Design/methodology/approach
The authors employ a firm level data from the Türkiye's both first and second top 500 industrial enterprises from 1993 to 2019. In addition, the authors calculate country-sector level both backward and forward GVC participation indices with their simple and complex sub-indices for each year from 1990 to 2015 from the Full Eora data of the Eora Global Supply Chain Database. The authors estimate the model with OLS and fixed effects. To understand the role of the 2008 global crisis, the authors also undertake estimations for the pre-crisis and post-crisis. The authors also divide the data by R&D intensity of sectors.
Findings
While backward GVC participation lowers both labor productivity and profitability growth, forward GVC participation promotes both. Moreover, simple and complex backward participation have similarly negative effects on productivity and profitability growth, simple and complex forward participation have the completely opposite effects though. The authors then provide substantial evidence for the differing effects of participation on productivity and profitability growth between pre-crisis and post-crisis periods.
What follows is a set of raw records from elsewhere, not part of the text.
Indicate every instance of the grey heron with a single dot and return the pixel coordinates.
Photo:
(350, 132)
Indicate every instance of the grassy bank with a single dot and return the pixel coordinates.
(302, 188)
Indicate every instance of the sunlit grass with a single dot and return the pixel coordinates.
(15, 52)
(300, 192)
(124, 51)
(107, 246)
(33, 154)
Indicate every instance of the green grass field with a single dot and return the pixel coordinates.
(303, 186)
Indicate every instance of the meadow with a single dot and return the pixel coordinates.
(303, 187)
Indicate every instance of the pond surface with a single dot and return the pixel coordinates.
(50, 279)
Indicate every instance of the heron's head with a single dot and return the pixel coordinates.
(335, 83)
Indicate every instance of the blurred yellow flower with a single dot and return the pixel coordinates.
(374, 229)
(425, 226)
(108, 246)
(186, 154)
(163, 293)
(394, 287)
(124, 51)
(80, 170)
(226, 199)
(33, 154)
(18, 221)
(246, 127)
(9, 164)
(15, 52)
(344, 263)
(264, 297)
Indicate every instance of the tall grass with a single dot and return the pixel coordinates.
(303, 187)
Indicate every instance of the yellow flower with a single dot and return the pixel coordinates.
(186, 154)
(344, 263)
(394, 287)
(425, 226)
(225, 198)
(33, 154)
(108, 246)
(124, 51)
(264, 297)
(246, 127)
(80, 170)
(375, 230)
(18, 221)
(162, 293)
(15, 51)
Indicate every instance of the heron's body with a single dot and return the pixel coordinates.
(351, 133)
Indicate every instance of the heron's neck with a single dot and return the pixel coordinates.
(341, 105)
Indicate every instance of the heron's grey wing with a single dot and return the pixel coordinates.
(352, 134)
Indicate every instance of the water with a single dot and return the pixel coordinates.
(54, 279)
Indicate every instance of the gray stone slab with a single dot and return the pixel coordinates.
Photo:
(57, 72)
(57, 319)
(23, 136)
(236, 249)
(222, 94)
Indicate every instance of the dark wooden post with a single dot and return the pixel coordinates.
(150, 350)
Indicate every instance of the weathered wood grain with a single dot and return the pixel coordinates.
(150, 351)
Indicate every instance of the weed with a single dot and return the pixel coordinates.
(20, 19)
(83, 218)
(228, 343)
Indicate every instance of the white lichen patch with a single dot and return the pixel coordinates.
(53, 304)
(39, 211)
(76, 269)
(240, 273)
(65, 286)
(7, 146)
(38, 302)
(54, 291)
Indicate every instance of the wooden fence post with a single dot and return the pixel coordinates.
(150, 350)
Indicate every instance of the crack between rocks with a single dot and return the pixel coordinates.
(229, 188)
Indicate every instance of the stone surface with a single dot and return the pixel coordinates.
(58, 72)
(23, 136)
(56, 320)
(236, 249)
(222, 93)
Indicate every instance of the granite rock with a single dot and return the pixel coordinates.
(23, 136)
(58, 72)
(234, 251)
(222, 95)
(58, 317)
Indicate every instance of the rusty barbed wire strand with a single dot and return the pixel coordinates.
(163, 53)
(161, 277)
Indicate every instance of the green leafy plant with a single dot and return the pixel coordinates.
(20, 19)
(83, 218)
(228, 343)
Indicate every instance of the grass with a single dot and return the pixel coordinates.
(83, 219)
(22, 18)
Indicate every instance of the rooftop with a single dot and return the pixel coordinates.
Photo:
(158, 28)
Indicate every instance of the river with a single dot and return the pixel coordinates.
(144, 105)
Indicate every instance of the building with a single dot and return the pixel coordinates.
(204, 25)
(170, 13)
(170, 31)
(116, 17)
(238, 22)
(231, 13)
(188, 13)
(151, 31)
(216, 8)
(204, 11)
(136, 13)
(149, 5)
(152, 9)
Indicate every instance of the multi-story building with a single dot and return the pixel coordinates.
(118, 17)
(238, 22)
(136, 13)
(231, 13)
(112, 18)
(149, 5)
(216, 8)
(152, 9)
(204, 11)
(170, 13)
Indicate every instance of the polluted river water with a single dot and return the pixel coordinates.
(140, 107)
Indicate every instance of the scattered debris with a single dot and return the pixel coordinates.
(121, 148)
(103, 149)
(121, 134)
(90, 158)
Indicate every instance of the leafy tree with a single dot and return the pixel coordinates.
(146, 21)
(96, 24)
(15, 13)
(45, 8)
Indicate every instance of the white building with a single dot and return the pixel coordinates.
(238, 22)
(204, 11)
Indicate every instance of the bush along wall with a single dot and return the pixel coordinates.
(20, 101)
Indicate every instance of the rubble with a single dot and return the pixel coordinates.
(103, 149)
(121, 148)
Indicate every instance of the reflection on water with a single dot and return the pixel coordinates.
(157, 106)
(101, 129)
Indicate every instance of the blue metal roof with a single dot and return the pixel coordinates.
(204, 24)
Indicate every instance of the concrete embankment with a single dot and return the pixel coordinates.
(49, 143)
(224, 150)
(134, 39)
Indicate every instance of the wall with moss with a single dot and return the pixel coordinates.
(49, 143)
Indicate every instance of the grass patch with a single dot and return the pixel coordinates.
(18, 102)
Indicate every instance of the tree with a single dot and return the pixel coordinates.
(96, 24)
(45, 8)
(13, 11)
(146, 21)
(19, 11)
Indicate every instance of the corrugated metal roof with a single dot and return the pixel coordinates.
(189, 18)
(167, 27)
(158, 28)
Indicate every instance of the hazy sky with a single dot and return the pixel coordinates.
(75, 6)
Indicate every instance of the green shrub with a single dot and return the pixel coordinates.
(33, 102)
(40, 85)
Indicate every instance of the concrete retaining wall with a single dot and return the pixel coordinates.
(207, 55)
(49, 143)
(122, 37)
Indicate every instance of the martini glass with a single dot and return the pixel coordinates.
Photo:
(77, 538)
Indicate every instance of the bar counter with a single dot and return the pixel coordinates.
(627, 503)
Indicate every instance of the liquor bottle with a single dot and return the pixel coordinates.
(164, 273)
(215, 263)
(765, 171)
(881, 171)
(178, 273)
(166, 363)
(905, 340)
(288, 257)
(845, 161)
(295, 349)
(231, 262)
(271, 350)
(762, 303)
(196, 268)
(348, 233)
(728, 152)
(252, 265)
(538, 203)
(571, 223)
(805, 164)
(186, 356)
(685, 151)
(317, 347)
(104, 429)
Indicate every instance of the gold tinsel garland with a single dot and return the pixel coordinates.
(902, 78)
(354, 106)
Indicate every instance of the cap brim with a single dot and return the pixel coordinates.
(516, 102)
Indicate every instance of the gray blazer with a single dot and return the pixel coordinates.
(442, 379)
Interestingly, backward participation has a negative impact for both hi-tech and low-tech firms while forward participation boosts the productivity growth only for low-tech firms, probably due to the relatively more upstream position of low-tech firms.
Originality/value
To the best of the knowledge, no previous study has yet examined the profitability effects of GVC for firms. Second, in addition to overall backward and forward GVC participation rates, the authors also calculate and utilize simple and complex GVC measures in the estimations. Third, to reveal whether the global financial crisis leads to a shift in the productivity and profitability effects of GVCs, the authors separately run the regressions for the pre- and post-crisis periods. Fourth, the authors then investigate the argument that hi-tech sectors/firms could benefit more from joining GVCs compared to firms in low-tech technology sectors.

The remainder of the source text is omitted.